Month: May 2011
BBC #panorama 21/5 link. If you doubt there’s disability abuse and hate crime you need to watch this. #ukmh #mhuk #ukuncut
WARNING: CONTENT EXTREMELY UPSETTING.
Why continually bleating out the truth about disability cuts is falling on perplexed ears. #ukuncut #hardesthit #ukmh #mhuk
“Yes, I understand they are concerned, but what do they have to worry about if they are doing nothing wrong?” asked a lady listening to a group of mental health service users talking about how they are feeling about the controversial approach to assessing their rights to the disability benefits they are claiming.
It is difficult to help someone to understand how the effects of negative press, changes in how the government view the disabled, and how the public are being made to perceive someone who claims a disability benefit for a mental illness. Difficult to explain if the person who cannot grasp the concept of ‘living in fear’ of the system designed to protect the vulnerable, has no connection or experience of it.
I listened, as people who are feeling scared, and are trying desperately to understand why they have become the ‘target’ of such animosity, try to help this lady see it from their point of view. She acknowledged and agreed that people were being inaccurately represented by the media and (quote) “perhaps being cruelly treated by the Atos assessment centres”, but she really was perplexed around the answers to her original question.
This has been something which I have pondered for some time. It would be wrong to dismiss people making such comments, they don’t necessarily say these things because they lack empathy, they say them because they lack the ‘reality’ of lived experience.
Last week I had an experience which for me highlights how pressure, anxiety and fear can make someone feel as if they are doing something wrong, even when they aren’t!
My son was very lucky, his girlfriend bought him a holiday for his upcoming birthday! Amazing! Amazing that is except the holiday begins next week and they booked it last week and his passport had expired. He called me and explained that he could get a new one within a day in Newport if his old one wasn’t damaged, but as it was he could use their ‘Guaranteed One Week Service.’
We caught the train to Newport. My son had picked up 4 new forms, which I’d snorted at saying; “Its easy, we only need one, its a renewal.” Two hours later and four forms down I was eating my words. You see, there was so much riding on my son being able to get his passport quickly, and one mistake, one missing piece of information could mean his form would be stamped ‘rejected’ and the consequences far reaching.
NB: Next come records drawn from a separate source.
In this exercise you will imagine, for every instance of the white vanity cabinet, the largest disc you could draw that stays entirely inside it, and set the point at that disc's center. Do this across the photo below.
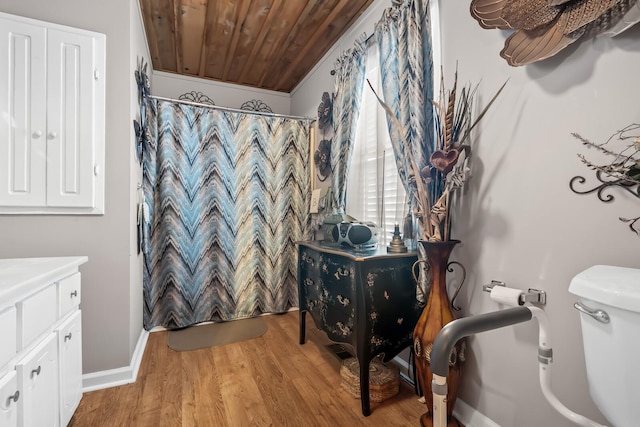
(40, 319)
(9, 397)
(52, 96)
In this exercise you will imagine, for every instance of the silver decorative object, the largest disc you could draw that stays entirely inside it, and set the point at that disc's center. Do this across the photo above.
(397, 244)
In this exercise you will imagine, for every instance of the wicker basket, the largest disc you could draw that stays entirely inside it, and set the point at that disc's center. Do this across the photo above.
(384, 381)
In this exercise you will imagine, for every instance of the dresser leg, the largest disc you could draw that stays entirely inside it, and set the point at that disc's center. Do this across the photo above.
(364, 387)
(302, 315)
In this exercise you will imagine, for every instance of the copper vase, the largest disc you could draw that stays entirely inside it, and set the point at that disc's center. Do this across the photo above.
(437, 313)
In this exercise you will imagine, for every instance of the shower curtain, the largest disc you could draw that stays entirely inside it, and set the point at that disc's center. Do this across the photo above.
(227, 195)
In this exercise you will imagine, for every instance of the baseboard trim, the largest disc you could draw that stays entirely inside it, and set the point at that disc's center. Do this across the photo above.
(467, 415)
(119, 376)
(470, 417)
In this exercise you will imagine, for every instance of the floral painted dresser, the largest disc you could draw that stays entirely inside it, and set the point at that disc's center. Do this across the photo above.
(366, 298)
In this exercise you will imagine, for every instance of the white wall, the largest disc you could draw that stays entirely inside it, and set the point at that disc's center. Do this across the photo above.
(520, 223)
(171, 85)
(108, 283)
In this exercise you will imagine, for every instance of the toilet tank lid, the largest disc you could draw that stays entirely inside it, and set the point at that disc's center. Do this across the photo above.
(611, 285)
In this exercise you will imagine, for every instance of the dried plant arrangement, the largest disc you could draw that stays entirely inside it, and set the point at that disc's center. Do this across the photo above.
(433, 184)
(623, 171)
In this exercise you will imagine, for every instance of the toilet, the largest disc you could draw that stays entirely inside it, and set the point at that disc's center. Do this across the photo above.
(609, 306)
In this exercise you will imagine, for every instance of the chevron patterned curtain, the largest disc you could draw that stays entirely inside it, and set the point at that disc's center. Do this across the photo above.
(403, 36)
(349, 83)
(227, 195)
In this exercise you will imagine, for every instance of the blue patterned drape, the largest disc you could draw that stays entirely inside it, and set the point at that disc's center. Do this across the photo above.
(403, 36)
(227, 196)
(349, 83)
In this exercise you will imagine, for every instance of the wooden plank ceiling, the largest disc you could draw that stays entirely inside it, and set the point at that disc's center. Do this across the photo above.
(269, 44)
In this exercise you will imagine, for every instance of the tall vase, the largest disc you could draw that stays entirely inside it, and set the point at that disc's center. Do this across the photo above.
(435, 315)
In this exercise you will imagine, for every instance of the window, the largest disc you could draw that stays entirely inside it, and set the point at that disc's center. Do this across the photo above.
(374, 190)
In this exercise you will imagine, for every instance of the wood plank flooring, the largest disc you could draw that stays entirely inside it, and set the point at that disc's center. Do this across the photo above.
(267, 381)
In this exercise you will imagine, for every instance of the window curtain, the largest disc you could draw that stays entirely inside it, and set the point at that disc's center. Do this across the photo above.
(349, 83)
(403, 37)
(374, 190)
(227, 196)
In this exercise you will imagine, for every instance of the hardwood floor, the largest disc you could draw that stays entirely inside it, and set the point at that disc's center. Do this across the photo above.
(267, 381)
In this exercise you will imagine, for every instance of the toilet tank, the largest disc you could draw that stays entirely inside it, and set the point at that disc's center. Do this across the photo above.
(612, 349)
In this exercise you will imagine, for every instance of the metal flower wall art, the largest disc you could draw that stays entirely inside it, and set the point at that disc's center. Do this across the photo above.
(542, 28)
(623, 171)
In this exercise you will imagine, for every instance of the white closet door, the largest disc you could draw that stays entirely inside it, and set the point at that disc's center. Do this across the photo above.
(70, 119)
(23, 158)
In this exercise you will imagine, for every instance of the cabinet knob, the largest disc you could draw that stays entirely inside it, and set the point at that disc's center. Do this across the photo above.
(36, 371)
(14, 397)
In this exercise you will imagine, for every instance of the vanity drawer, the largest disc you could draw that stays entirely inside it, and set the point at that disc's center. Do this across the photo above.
(36, 314)
(8, 338)
(69, 293)
(9, 397)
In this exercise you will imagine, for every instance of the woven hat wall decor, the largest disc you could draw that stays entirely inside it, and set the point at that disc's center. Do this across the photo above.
(542, 28)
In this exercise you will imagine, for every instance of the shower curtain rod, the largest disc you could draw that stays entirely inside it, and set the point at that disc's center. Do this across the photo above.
(232, 110)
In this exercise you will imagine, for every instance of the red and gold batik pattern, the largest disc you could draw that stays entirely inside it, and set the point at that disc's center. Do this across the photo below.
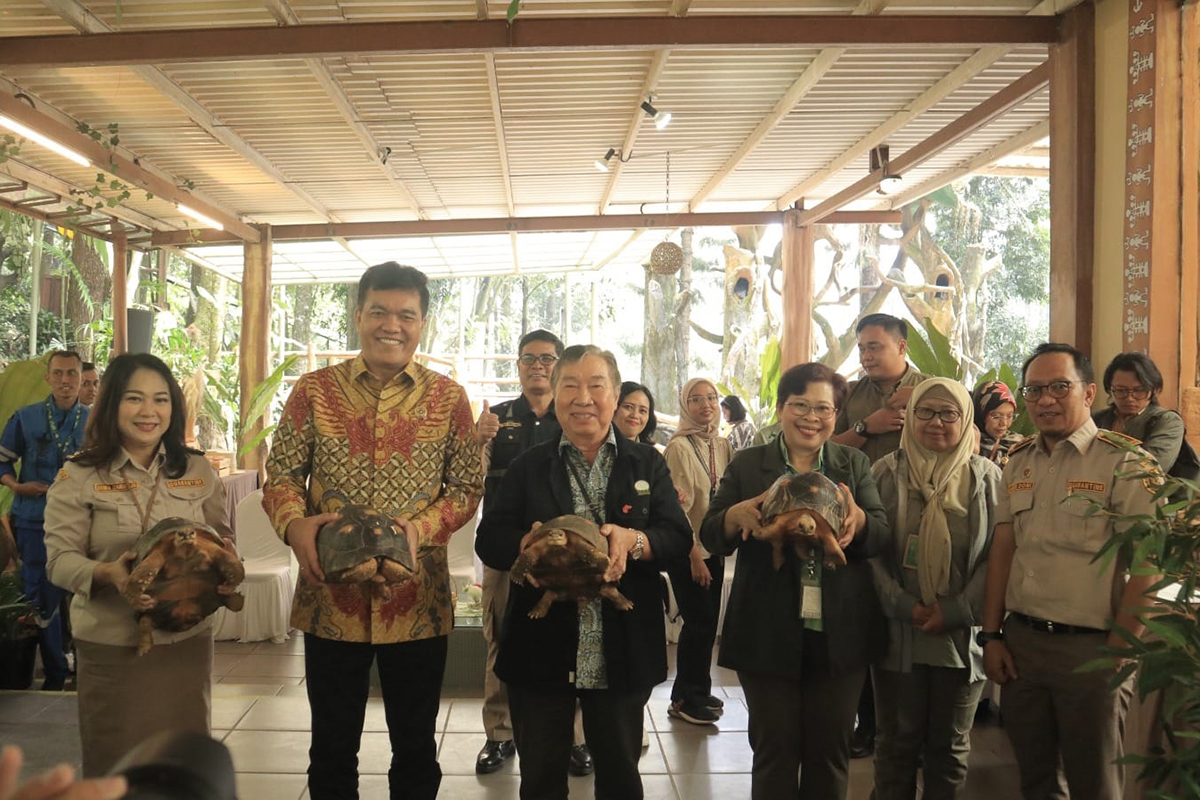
(406, 447)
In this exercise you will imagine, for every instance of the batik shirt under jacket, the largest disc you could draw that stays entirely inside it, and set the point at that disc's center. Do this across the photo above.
(406, 447)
On the first form I’d misspelled his name, my own sons name!! On the second form his signature went outside of the box slightly, as sure fire way to the ‘reject’ word. And then to top it off we dated one 2010….! By the time we’d got the form right we were both tetchy and wired. My son said “God Mum, it’s like we are doing something dodgy, when all I’m doing is filling a form to get my own passport in my own name.” And that was it, the moment I recognised why people cannot get it, why they don’t understand the type of anxiety related to something which has a direct impact on your daily life. You genuinely have to ‘feel it’.
I may have laughed listening to my son nervously babble “It’s been in my back pocket since I was sixteen and through the washing machine twice”, as he explained the sorry state of his expired passport to the stony faced official, but I could feel the waves of real anxiety emanating from him, these were as real at that moment as those from a room filled with people in ‘terror’ of being assessed by ATOS.
Our story had a happy ending, he has is passport, and he will get to go on holiday. Whilst the consequences of failure for him, not getting that passport would have been damaging, they’d have lost a holiday and a stack of cash, they obviously don’t bear any resemblance to the possible repercussions of incorrectly completing a disability benefits form and failing an ATOS assessment.
I’m unsure if simply continually ‘bleating’ out what is the genuine ‘truth’ of the situation for the people currently affected by the benefit ..’erm’…reforms is ever really going to impact on the average person not affected by the cuts. We can belt out statistics, and give them case studies, but if we are facing ‘if they’re doing nowt wrong, they’ve nowt to worry about” then I think we need to consider how we make it possible for the genuinely perplexed to be able to really see?